Прошел год, прежде чем Еа начала понимать значение этих слов.
Минуло еще пять лет. Изможденная, непропорционально сложенная девчушка превратилась в женщину. Очаровательную женщину. Научилась в совершенстве говорить и еще лучше готовить. Прочитала все книги Хабила. Узнала историю крысства и человечества. Еа стала умна и любима.
— Еа, скажи… ты была его женой? Скажи, я прошу, — Шестерка допытывался все настойчивее.
— Он был для меня всем. Только с детьми у нас не вышло. Успокойся и на этом.
Но Шестерка не успокаивался. Еа, чтобы задобрить, чмокнула его в щеку и продолжила рассказ.
Порой Хабил становился печальным, на расспросы о причине меланхолии, он отвечал:
— Ты должна продолжить мое дело. А это крайне опасно.
— Продолжить, но как? — допытывалась Еа.
— Придется отправиться к маленьким человечкам, научить их тому, что ты умеешь. Крысы переменят свою политику, когда обнаружат, что люди могут быть равноправными партнерами.
Последний год их совместной жизни Хабил болел и очень постарел. И все же в периоды бодрости экзаменовал Еа в приобретенных знаниях, давал советы… Однажды, когда уже не мог встать с подстилки, он попросил девушку, чтобы та помогла ему выбраться из шалаша.
— Я хочу увидеть заходящее солнце!
Впервые Хабил встал лицом к лицу к пурпурному диску. И бормотал слова, совершенно непонятные для Еа. В них шла речь о предназначении, об иной жизни. Странно звучало это в устах крысы-рационалиста. Потом он потерял равновесие и умер прежде, чем сгустилась темнота. Его седая косматая лапка указывала направление — на север!
Еа похоронила Хабила возле шалаша, а потом отправилась в путь, как он велел.
Пять дней молодая женщина шла по пустыне и добралась до зеленых холмов, на этот раз тихих и непривычно пустых. Только через четыре дня на берегу ручья она отыскала отпечаток маленькой человеческой ноги и направилась в сторону болот… К тому времени припасы закончились. Начал мучить голод. Поэтому золотистый плод, замеченный в зелени, показался подарком судьбы. Словно по забывчивости он сохранился на дереве, хотя дело шло к осени. Еа протянула руку…
Тр-р-рах! Петля захватила ее поперек туловища и подняла над землей. Так она оказалась в неволе.
Шестерка слушал рассказ с раскрасневшимися щеками. Из соседних клеток повысовывались другие хомы, удивленные, потрясенные. Обитатель клетки номер девять разволновался до такой степени, что вместо кнопки с изображением банана надавил другую — с символом «Душ».
Тем временем этажом выше Проф делился своими опасениями с Ассисом.
— Мы ведем опасную игру. Любого из нас рано или поздно может ждать судьба основателя Лаборы.
— Я вообще не знаком с этой историей.
— Не слышал о Хабиле?! Этот дом, виварий — все это его рук дело. Сам он, однако, за попытку обучения хомов заплатил немалую цену. Отправился в изгнание. Уверен, он давно уже мертв.
Разговор прервал Инспект, который вошел, держа запечатанный пакет. Крыс прямо дрожал от любопытства.
— Какое-то иногороднее письмо Профу.
Проф сломал печати и встал так, чтобы никто не мог заглянуть ему через плечо.
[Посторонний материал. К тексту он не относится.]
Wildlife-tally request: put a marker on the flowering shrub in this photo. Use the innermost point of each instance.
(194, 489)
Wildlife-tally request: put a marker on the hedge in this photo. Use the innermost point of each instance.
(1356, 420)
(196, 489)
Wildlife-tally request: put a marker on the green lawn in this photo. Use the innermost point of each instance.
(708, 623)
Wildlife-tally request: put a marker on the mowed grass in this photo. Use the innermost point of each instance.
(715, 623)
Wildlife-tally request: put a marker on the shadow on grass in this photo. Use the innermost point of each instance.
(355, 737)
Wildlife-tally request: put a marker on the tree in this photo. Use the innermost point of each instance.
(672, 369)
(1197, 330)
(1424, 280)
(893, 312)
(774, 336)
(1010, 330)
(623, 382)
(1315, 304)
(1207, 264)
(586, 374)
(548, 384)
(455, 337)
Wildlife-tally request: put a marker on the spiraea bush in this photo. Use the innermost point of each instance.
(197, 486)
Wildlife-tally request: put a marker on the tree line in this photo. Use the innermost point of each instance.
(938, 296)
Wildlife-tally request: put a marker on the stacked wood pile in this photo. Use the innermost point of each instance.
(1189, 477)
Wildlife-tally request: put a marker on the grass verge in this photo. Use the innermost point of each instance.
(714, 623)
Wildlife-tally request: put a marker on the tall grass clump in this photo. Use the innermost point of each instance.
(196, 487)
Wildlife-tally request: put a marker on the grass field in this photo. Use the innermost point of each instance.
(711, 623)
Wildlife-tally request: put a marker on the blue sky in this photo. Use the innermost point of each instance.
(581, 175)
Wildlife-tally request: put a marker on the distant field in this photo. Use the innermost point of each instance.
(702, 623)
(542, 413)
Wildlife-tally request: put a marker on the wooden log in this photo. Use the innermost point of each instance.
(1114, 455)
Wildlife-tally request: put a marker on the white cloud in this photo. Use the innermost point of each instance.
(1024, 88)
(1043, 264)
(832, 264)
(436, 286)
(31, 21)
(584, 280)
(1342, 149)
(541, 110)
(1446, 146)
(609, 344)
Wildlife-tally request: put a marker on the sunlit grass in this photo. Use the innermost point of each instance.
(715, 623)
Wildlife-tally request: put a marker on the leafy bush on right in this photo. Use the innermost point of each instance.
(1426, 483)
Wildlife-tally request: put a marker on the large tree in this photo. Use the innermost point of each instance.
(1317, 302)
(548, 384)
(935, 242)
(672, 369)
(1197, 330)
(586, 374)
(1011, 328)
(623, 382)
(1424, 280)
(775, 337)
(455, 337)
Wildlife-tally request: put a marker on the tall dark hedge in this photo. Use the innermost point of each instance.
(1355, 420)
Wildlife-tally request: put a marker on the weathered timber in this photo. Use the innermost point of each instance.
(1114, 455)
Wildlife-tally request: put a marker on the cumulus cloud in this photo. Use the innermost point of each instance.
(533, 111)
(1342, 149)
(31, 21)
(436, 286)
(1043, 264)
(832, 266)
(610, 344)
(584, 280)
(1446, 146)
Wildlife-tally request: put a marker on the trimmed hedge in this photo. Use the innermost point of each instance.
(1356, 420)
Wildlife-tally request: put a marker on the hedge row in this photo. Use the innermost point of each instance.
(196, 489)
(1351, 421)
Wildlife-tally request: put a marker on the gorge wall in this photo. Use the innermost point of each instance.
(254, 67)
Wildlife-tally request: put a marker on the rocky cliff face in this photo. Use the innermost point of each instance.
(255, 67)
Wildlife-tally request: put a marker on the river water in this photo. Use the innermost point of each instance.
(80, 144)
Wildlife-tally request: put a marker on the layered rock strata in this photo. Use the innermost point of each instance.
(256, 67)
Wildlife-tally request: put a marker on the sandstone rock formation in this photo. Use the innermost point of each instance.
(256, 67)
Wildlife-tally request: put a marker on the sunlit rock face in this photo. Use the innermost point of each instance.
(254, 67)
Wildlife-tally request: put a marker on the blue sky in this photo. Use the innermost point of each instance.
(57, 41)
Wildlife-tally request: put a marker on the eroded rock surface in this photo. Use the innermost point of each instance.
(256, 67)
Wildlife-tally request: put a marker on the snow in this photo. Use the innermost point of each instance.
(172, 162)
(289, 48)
— Ах, это от Археола, — вздохнул он. — Бедный старикан. Жалуется, что раскопки не дали никаких результатов.
На морде Инспекта отразилось разочарование. Но стоило ему выйти, как Проф потер лапки и взволнованно прошептал Ассису:
— Собирайся, сегодня ночью выезжаем. Кто знает, не ждет ли нас небывалое открытие!
— Это значит?..
— Увидишь на месте.
Психоз замораживания начался уже под конец XX века. Быстрое развитие науки указывало, что уже вскоре человечество откроет способы борьбы даже с самыми опасными заболеваниями. Много неизлечимо больных предавались отчаянию, что преждевременно родились. Ведь через какие-то пятьдесят лет может появиться реальная возможность их исцеления.
Губернаторы начали расти, как грибы после дождя, их клиентура исчислялась сотнями. Две тысячи лет спустя время от времени обнаруживали бункеры с людьми двадцатого века, однако существовал категорический приказ безжалостно их уничтожать. Поведение крыс обуславливалось двумя причинами — страхом перед инфекциями, которые могли сохраниться в замороженных телах, но гораздо более возможностью столкновения с нормальными, разумными людьми. Скольким теориям и доктринам о превосходстве грызунов грозил бы тогда крах!
Проф, разумеется, придерживался иной точки зрения:
— Только ознакомление с докризисными людьми может разрешить все наши биологические загадки.